Niezbędna do życia insulina
W pierwszej kolejności należałoby zadbać o edukację – uświadomienie diabetykom celu stosowania insuliny. U osoby bez cukrzycy insulina jest wydzielana do krwi w dwóch fazach. Pierwsza polega na podstawowym wydzielaniu insuliny do krwi w pewnych stałych ilościach (baza), natomiast druga – na wydzielaniu tegoż hormonu w ilości adekwatnej do wielkości, zawartości i czasu spożywania posiłków (bolus).
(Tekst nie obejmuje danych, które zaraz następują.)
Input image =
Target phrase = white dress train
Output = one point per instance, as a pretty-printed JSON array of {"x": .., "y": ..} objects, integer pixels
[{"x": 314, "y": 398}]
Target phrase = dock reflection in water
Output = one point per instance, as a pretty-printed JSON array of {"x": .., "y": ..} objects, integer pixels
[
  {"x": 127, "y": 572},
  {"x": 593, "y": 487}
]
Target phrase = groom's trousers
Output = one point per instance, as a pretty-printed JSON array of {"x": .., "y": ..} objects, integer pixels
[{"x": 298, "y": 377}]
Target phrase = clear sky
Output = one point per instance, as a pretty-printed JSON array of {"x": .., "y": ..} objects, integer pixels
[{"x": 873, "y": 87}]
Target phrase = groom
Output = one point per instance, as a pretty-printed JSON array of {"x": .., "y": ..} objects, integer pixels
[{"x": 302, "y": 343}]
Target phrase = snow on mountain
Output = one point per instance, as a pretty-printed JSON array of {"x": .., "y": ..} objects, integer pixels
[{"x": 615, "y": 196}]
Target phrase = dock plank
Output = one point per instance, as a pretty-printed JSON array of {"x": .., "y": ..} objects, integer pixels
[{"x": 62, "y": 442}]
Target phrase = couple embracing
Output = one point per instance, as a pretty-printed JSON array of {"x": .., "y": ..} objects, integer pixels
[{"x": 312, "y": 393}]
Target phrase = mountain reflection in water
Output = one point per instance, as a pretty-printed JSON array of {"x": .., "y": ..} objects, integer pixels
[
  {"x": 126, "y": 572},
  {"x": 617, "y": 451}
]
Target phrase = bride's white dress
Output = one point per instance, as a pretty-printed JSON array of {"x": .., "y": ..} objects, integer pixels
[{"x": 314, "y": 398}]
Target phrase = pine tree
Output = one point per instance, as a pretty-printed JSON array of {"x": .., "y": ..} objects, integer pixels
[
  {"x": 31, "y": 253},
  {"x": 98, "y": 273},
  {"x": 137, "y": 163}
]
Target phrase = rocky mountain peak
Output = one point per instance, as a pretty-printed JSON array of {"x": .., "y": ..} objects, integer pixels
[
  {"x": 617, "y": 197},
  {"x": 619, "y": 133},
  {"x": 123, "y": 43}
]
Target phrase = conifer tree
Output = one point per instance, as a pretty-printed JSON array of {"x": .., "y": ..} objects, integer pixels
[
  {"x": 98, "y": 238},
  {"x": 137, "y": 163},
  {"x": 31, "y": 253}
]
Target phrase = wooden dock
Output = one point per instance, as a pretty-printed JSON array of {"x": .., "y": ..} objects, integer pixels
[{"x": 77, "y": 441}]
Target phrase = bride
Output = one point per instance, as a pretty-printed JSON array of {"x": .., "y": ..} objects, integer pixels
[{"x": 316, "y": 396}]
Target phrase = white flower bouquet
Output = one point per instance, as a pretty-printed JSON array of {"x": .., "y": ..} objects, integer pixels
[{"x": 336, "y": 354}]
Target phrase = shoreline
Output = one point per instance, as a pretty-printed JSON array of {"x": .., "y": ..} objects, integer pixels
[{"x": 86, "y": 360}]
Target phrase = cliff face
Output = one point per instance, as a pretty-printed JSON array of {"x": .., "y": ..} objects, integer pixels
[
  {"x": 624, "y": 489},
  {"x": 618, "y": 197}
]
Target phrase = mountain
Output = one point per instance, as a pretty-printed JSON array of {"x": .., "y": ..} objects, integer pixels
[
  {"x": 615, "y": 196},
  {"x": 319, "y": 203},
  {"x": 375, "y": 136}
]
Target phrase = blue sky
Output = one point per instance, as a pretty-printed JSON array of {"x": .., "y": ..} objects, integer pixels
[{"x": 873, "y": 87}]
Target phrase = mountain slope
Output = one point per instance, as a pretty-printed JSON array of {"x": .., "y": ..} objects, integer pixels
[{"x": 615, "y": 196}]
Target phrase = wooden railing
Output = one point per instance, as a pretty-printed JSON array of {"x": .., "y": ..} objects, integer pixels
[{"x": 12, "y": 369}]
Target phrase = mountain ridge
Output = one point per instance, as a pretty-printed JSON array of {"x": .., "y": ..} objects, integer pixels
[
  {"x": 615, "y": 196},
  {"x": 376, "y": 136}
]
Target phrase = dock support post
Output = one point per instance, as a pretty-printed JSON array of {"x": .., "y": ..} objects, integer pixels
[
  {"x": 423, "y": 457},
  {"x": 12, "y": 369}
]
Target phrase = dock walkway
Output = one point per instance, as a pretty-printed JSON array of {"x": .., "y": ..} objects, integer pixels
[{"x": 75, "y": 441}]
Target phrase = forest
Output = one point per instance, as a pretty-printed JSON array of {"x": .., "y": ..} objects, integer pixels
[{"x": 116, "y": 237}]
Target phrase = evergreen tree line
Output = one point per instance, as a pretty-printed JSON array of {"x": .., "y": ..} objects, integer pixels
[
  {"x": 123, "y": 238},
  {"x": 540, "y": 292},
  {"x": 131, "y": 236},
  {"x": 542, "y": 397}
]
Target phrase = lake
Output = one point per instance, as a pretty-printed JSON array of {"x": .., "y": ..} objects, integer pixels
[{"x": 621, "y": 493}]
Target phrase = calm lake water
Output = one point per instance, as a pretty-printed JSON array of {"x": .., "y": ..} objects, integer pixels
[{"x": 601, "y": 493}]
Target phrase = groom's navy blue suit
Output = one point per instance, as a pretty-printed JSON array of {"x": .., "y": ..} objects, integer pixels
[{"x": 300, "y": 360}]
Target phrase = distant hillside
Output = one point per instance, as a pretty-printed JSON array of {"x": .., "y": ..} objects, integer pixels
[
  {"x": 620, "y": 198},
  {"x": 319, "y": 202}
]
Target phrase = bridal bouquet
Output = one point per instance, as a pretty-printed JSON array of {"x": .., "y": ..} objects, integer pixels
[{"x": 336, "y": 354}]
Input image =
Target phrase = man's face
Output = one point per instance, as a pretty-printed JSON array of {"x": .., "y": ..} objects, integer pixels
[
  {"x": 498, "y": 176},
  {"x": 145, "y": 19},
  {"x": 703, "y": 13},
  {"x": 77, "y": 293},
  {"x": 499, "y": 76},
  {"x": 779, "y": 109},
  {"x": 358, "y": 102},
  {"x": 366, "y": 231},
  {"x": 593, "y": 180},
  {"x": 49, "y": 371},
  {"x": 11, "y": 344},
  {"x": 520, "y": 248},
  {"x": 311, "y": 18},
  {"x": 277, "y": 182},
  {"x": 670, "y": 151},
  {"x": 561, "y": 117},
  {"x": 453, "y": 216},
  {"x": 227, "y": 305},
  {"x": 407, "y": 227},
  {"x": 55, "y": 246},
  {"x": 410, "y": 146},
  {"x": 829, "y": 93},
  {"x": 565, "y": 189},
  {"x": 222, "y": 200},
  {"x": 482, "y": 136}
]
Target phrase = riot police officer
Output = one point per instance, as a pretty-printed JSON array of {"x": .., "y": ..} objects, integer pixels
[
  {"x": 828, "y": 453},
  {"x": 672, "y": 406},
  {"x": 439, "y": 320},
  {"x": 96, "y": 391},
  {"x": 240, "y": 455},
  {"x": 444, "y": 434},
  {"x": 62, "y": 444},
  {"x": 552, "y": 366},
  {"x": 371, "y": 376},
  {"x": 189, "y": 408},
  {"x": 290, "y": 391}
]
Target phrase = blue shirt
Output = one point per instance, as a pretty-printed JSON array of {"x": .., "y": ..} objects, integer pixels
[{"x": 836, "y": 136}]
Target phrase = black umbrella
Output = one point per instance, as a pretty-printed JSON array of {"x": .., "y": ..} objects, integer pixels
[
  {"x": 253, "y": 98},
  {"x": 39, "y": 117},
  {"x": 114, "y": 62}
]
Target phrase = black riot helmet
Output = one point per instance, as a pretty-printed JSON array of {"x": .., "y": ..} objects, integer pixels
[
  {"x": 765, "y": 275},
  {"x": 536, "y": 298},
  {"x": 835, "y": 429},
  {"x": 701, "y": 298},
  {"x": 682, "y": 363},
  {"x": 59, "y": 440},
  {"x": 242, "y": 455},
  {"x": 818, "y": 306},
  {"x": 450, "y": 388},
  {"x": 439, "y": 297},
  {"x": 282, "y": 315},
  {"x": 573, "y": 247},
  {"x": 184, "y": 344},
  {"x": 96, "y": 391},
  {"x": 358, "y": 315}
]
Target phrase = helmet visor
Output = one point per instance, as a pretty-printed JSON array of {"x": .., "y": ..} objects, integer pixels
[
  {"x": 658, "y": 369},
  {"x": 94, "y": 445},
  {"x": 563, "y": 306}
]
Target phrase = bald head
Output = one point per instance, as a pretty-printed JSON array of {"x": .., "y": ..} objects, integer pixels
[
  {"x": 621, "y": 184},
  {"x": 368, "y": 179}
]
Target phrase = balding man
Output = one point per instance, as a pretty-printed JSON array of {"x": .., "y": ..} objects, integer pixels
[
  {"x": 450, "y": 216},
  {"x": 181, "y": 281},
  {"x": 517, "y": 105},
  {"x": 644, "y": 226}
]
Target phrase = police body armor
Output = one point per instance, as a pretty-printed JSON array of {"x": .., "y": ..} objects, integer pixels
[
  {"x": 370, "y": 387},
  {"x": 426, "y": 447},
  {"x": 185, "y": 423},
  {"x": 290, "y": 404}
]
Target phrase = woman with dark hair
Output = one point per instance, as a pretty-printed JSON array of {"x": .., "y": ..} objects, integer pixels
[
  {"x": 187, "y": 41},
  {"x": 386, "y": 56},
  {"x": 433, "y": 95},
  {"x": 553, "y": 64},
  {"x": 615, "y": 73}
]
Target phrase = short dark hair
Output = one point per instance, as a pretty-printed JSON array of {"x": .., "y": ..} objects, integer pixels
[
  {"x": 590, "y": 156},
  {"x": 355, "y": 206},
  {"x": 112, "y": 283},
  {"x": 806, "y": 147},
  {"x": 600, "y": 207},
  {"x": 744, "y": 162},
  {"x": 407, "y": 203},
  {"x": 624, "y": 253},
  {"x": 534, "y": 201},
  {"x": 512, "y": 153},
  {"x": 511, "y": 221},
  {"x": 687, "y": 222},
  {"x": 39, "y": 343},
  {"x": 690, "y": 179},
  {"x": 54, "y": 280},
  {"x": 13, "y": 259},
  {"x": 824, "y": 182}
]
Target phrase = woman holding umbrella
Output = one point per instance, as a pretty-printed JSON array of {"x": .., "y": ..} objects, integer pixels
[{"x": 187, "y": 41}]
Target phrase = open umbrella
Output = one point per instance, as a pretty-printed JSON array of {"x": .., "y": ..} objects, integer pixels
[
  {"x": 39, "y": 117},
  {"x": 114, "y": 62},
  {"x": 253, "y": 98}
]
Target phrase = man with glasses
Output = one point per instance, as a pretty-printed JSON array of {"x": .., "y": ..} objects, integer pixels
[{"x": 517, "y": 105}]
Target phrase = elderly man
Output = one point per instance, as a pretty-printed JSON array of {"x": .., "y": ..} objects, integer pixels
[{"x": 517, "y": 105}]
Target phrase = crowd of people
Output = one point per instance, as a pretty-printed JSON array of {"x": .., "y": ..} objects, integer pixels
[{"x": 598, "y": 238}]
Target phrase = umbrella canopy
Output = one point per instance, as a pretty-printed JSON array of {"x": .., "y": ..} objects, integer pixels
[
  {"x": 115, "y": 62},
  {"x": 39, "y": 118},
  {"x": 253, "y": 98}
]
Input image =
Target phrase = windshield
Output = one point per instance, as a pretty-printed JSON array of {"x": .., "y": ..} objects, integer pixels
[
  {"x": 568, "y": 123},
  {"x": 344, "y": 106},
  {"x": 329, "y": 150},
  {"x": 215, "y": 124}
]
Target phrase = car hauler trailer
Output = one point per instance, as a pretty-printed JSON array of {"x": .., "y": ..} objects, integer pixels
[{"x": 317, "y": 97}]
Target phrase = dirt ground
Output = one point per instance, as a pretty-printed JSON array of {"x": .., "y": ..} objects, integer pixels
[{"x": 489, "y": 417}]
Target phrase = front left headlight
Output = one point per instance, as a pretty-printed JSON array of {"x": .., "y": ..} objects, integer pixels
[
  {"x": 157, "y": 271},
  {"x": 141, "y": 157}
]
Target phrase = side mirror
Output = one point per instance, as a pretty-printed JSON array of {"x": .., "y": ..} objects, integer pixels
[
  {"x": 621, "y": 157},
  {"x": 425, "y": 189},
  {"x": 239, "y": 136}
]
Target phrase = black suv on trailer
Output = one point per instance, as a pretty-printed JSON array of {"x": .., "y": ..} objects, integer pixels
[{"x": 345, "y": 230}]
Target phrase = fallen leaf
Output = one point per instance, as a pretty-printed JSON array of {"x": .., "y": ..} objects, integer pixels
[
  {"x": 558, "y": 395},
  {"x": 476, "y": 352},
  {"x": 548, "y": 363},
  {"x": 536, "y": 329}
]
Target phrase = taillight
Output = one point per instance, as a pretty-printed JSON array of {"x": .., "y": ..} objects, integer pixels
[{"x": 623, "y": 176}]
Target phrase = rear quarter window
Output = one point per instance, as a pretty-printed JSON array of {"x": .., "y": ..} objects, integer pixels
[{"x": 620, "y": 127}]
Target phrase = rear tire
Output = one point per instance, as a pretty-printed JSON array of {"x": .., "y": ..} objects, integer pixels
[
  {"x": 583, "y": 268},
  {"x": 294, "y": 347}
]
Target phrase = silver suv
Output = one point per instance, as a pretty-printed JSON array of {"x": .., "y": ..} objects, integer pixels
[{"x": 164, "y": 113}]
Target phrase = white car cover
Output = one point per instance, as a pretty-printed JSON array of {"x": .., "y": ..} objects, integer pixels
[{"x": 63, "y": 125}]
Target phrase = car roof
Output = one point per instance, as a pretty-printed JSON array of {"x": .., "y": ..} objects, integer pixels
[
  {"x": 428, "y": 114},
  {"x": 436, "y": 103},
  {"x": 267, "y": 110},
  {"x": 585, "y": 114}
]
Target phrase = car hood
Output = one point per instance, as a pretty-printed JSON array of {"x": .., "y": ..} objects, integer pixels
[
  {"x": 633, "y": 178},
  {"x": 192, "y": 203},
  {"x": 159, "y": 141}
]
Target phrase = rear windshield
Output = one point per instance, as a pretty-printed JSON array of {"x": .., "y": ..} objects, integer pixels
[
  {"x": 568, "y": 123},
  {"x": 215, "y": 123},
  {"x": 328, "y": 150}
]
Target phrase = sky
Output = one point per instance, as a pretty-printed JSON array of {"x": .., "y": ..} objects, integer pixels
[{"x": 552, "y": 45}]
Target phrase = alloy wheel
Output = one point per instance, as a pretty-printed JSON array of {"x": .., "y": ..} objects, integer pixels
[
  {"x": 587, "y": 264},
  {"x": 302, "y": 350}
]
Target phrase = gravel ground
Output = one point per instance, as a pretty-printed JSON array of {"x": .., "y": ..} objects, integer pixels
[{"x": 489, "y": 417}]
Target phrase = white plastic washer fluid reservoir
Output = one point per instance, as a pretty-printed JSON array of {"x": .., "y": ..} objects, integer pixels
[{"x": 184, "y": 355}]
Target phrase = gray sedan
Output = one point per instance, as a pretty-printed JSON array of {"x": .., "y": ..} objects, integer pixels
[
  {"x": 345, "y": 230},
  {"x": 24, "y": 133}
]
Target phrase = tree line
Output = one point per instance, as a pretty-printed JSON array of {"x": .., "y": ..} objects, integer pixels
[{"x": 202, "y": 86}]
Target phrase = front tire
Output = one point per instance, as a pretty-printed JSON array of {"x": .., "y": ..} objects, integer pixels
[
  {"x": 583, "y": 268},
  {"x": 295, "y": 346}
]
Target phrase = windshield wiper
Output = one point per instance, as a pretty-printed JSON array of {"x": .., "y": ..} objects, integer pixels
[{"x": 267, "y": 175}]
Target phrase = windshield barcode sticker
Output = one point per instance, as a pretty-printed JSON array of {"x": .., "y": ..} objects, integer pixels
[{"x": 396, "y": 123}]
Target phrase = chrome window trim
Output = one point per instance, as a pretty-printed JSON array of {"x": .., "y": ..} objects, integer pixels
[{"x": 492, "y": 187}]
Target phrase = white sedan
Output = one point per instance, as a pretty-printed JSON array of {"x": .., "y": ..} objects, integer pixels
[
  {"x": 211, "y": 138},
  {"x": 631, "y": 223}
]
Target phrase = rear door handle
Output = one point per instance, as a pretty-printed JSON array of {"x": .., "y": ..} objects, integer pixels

Obie fazy stanowią precyzyjny i doskonały mechanizm. Pełni on niezwykle istotną funkcję w utrzymaniu równowagi stężenia glukozy we krwi zarówno w okresie po posiłkach, jak i w okresie głodzenia. Po spożyciu posiłku stężenie insuliny szybko się zwiększa mniej więcej 3–5-krotnie.
Im szybciej insulina przedostaje się do krwi, tym wzrost wartości glikemii jest mniejszy. W warunkach fizjologii i zdrowia ważne jest, aby obniżyć stężenie insuliny do wartości sprzed posiłku po upływie ok. 1–2 godzin. Osoba chora na cukrzycę powinna starać się zrozumieć działające w organizmie mechanizmy i być świadoma, że wprowadzając insulinę do leczenia, staramy się naśladować fizjologiczny rytm wydzielania hormonu.
W naturalnym rytmie
Od 1922 r., kiedy to udało się zastosować insulinę w zastrzyku, wiele się zmieniło na korzyść w życiu osób chorych na cukrzycę. Opisany powyżej mechanizm działania insuliny w organizmie najlepiej naśladują analogii insuliny. Chodzi o analogi szybko działające, mieszanki analogowe oraz analogi długo działające.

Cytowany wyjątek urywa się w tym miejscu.